Bon nombre d’immeubles constituent des œuvres architecturales. A ce titre, ils sont éligibles à la protection par le droit d’auteur à condition de satisfaire au critère d’originalité. Cette protection confère à l’architecte le droit d’autoriser ou d’interdire toute reproduction et/ou représentation de sa création par un tiers, en vertu des articles L. 122-2 et L. 122-3 du Code de la propriété intellectuelle (CPI).
Par Prudence Cadio, avocat en droit de la propriété intellectuelle et droit des nouvelles technologies. Elle intervient tant en conseil qu’en contentieux dans la protection du patrimoine intellectuel de ses clients et les accompagne dans leur développement numérique. prudence.cadio@cms-bfl.com
Ainsi, toute personne qui représenterait, fixerait et diffuserait l’image d’un immeuble (jeu vidéo à réalité augmentée, photographie, carte postale) sans l’autorisation du titulaire des droits d’auteur y attachés serait susceptible d’être poursuivi pour contrefaçon.
Au regard de la rigueur de ce principe, la reproduction de l’image des immeubles placés sur la voie publique a fait naître de nombreux contentieux lorsque des personnes souhaitant reproduire une vue panoramique devaient nécessairement capturer l’image d’une œuvre architecturale. Une exception aux droits de l’auteur a alors été développée par les tribunaux, mais ses contours ont été redessinés par l’exception de panorama nouvellement introduite par la loi n° 2016-1321 du 7 octobre 2016 pour une République numérique, à l’article L. 122-5 11° du CPI.

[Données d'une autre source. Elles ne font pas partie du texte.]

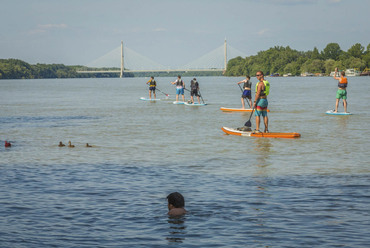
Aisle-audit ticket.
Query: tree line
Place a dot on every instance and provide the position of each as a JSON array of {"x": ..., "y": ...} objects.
[
  {"x": 18, "y": 69},
  {"x": 284, "y": 60},
  {"x": 281, "y": 60}
]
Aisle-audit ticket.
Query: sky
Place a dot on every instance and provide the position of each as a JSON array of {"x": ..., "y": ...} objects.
[{"x": 174, "y": 32}]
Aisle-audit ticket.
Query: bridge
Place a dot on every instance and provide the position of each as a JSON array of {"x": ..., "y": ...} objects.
[{"x": 132, "y": 61}]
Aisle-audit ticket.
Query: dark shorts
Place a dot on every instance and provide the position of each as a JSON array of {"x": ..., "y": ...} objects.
[
  {"x": 194, "y": 92},
  {"x": 246, "y": 94}
]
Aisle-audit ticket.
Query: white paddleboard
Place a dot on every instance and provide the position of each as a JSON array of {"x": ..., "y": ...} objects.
[{"x": 331, "y": 112}]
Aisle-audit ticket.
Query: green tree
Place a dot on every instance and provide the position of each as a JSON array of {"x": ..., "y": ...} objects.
[
  {"x": 331, "y": 51},
  {"x": 356, "y": 50}
]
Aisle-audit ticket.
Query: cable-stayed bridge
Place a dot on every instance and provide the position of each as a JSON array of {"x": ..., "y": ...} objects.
[{"x": 131, "y": 61}]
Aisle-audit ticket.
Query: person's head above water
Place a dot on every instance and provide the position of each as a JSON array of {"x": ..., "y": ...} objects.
[{"x": 176, "y": 204}]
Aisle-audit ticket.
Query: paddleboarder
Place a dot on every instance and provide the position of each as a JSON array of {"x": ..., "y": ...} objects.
[
  {"x": 180, "y": 86},
  {"x": 176, "y": 204},
  {"x": 152, "y": 84},
  {"x": 342, "y": 90},
  {"x": 260, "y": 101},
  {"x": 247, "y": 94},
  {"x": 194, "y": 89}
]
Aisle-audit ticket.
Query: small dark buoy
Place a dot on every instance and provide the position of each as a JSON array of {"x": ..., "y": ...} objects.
[{"x": 70, "y": 144}]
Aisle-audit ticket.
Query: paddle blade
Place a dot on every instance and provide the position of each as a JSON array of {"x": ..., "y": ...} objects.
[{"x": 248, "y": 123}]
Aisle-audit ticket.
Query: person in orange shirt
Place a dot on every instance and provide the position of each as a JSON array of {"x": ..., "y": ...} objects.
[{"x": 342, "y": 90}]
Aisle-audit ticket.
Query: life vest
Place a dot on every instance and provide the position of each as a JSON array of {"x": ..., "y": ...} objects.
[
  {"x": 194, "y": 85},
  {"x": 267, "y": 88},
  {"x": 247, "y": 84},
  {"x": 343, "y": 83},
  {"x": 152, "y": 83}
]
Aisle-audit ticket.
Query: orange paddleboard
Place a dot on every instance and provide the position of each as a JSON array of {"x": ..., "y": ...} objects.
[
  {"x": 237, "y": 110},
  {"x": 233, "y": 131}
]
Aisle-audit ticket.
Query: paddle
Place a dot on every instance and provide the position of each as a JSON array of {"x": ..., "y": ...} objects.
[
  {"x": 248, "y": 123},
  {"x": 242, "y": 93},
  {"x": 162, "y": 92}
]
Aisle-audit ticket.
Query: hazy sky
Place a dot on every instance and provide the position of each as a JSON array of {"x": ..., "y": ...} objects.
[{"x": 174, "y": 32}]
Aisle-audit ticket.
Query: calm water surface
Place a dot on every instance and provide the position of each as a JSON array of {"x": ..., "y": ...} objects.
[{"x": 239, "y": 191}]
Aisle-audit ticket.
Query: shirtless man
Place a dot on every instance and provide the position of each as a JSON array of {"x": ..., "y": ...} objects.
[
  {"x": 341, "y": 92},
  {"x": 260, "y": 102}
]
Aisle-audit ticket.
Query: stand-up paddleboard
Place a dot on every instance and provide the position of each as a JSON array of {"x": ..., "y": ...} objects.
[
  {"x": 331, "y": 112},
  {"x": 234, "y": 131},
  {"x": 195, "y": 104},
  {"x": 148, "y": 99},
  {"x": 237, "y": 110}
]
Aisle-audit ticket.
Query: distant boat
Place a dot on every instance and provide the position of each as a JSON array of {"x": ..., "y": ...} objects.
[
  {"x": 366, "y": 72},
  {"x": 307, "y": 74},
  {"x": 352, "y": 73}
]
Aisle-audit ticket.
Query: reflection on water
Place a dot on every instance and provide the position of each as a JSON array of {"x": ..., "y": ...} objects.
[{"x": 177, "y": 229}]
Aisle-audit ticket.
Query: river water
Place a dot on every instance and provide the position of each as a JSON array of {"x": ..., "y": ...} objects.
[{"x": 239, "y": 191}]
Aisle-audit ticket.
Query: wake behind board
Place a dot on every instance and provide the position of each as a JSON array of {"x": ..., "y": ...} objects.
[
  {"x": 148, "y": 99},
  {"x": 234, "y": 131},
  {"x": 237, "y": 110},
  {"x": 195, "y": 104},
  {"x": 331, "y": 112}
]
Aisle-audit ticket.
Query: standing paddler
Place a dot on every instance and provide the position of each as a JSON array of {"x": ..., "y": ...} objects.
[{"x": 260, "y": 102}]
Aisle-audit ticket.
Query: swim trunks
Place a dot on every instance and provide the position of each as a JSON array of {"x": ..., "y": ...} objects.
[
  {"x": 194, "y": 92},
  {"x": 246, "y": 94},
  {"x": 261, "y": 107},
  {"x": 342, "y": 94}
]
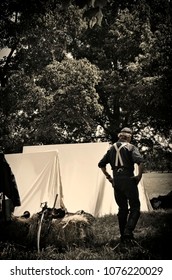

Avant l’entrée en vigueur de ce texte, une solution fondée sur la théorie de l’accessoire avait été élaborée par la jurisprudence, consacrée notamment par l’arrêt de la première chambre civile de la Cour de cassation du 15 mars 2005. Dans ce litige, la Cour avait refusé de faire droit aux auteurs qui s’opposaient à la diffusion d’une carte postale représentant la Place des Terreaux à Lyon sur laquelle leurs œuvres étaient également exposées au motif que «l’œuvre se fondait dans l’ensemble architectural de la Place des Terreaux dont elle constituait un simple élément».
En vertu de cette exception jurisprudentielle, une œuvre architecturale située dans un espace public pouvait être reproduite, à titre commercial ou non, sans autorisation du titulaire des droits, à condition qu’elle ne constitue pas le sujet principal de la reproduction. Tel était notamment le cas lorsque l’immeuble figurait en arrière-plan d’une prise de vue plus large.
Le nouvel article L. 122-5 11° du CPI modifie les contours de cette exception en disposant que : «Lorsque l’œuvre a été divulguée, l’auteur ne peut interdire : les reproductions et représentations d’œuvres architecturales et de sculptures, placées en permanence sur la voie publique, réalisées par des personnes physiques, à l’exclusion de tout usage à caractère commercial.»
L’exception est ainsi limitée aux actes de reproduction et de représentation effectués par une personne physique à des fins non commerciales. Toute reproduction ou représentation de l’image d’un bien par une personne morale et/ou à des fins commerciales nécessite donc désormais l’autorisation de l’architecte.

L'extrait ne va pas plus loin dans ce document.